R/search.shift.R
In RRphylo: Phylogenetic Ridge Regression Methods for Comparative Studies

Documented in search.shift

#' @title Locating shifts in phenotypic evolutionary rates
#' @usage search.shift(RR, status.type = c("clade", "sparse"),node = NULL, state
#'   = NULL, cov = NULL, nrep = 1000, f = NULL)
#' @description The function \code{search.shift} (\cite{Castiglione et al.
#'   2018}) tests whether individual clades or group of tips dispersed through
#'   the phylogeny evolve at different \code{\link{RRphylo}} rates as compared
#'   to the rest of the tree.
#' @param RR an object fitted by the function \code{\link{RRphylo}}.
#' @param status.type whether the \code{"clade"} or \code{"sparse"} condition
#'   must be tested.
#' @param node under the \code{"clade"} condition, the node/s (clades) to be
#'   tested for the rate shift. If \code{node} is left unspecified, the function
#'   performs under the 'auto-recognize' feature, meaning it will automatically
#'   test individual clades for deviation of their rates from the background
#'   rate of the rest of the tree (see details).

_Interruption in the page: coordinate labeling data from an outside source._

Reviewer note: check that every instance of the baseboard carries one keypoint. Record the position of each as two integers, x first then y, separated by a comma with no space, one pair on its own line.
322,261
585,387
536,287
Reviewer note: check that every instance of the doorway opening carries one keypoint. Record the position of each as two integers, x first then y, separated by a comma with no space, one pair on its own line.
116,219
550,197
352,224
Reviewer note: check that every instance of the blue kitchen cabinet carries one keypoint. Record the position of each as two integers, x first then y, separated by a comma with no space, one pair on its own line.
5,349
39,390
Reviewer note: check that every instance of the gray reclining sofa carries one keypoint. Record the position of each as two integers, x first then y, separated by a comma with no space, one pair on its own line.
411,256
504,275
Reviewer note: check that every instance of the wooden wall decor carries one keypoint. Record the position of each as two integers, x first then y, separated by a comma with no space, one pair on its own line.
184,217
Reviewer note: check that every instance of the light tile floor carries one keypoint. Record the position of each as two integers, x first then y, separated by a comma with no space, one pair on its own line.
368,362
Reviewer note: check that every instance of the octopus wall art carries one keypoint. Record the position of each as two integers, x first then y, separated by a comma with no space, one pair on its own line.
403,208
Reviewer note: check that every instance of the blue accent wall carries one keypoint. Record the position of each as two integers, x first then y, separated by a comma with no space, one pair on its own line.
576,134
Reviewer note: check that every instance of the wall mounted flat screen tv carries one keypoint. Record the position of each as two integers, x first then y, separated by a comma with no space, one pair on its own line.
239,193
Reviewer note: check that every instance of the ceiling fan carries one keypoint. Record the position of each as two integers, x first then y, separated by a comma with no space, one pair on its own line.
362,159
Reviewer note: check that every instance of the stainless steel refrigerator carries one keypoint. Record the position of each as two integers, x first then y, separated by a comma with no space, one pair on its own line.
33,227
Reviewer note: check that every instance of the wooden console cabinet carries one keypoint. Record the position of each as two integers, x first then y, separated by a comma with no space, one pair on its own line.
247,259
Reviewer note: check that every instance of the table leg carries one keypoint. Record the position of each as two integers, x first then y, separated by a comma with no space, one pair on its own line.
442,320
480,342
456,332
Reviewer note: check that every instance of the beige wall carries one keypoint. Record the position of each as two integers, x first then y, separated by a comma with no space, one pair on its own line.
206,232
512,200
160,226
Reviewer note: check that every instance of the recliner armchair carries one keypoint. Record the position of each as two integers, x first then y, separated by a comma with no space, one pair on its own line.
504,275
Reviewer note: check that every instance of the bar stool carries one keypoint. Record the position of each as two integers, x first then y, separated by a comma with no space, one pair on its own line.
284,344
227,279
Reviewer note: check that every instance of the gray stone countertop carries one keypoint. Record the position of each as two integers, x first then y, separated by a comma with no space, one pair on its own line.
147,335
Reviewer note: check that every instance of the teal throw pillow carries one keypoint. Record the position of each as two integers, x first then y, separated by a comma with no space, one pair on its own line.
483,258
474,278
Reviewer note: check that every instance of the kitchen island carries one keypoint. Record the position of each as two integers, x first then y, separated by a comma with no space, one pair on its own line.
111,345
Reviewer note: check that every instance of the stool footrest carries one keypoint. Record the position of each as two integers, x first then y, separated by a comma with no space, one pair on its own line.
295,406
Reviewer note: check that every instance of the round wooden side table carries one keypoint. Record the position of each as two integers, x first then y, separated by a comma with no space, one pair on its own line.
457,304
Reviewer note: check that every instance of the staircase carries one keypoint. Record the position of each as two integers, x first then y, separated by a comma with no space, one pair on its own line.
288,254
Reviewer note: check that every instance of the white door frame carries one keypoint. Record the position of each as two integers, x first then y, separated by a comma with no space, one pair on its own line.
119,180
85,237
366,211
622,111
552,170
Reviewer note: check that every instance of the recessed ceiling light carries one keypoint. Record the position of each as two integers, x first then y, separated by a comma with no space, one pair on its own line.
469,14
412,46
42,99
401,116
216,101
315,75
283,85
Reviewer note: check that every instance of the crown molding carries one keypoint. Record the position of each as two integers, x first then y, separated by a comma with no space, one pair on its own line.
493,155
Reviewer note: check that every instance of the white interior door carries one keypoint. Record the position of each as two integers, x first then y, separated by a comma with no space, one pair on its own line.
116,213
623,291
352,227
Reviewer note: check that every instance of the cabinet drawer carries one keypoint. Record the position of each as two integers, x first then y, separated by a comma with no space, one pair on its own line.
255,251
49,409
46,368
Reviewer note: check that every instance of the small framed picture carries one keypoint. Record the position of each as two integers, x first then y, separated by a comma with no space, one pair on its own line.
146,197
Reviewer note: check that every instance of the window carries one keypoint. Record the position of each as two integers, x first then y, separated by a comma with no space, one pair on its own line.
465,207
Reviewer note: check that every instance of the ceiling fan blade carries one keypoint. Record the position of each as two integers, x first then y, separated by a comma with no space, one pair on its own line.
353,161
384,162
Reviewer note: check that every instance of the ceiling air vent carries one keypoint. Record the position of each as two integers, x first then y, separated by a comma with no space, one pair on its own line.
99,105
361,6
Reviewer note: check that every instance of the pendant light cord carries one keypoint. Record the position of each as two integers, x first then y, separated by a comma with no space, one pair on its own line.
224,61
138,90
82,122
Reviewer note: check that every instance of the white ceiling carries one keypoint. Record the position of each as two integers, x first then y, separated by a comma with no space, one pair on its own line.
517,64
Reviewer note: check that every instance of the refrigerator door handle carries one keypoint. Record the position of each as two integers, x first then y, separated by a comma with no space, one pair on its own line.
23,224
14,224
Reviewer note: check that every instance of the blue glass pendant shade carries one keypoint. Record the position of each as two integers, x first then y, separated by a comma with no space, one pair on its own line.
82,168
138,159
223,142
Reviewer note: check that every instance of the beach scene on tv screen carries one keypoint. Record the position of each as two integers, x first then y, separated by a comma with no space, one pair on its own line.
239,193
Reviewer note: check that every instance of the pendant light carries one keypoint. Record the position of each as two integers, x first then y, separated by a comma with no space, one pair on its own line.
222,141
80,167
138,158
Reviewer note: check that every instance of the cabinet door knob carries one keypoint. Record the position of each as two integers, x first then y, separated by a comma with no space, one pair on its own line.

#' @param state the named vector of states for each tip, to be provided under
#'   the \code{"sparse"} condition.
#' @param cov the covariate vector to be indicated if its effect on rate values
#'   must be accounted for. Contrary to \code{\link{RRphylo}}, \code{cov} needs to be
#'   as long as the number of tips of the tree.
#' @param nrep the number of simulations to be performed for the rate shift
#'   test, by default \code{nrep} is set at 1000.
#' @param f the size of the smallest clade to be tested. By default, nodes
#'   subtending to one tenth of the tree tips are tested.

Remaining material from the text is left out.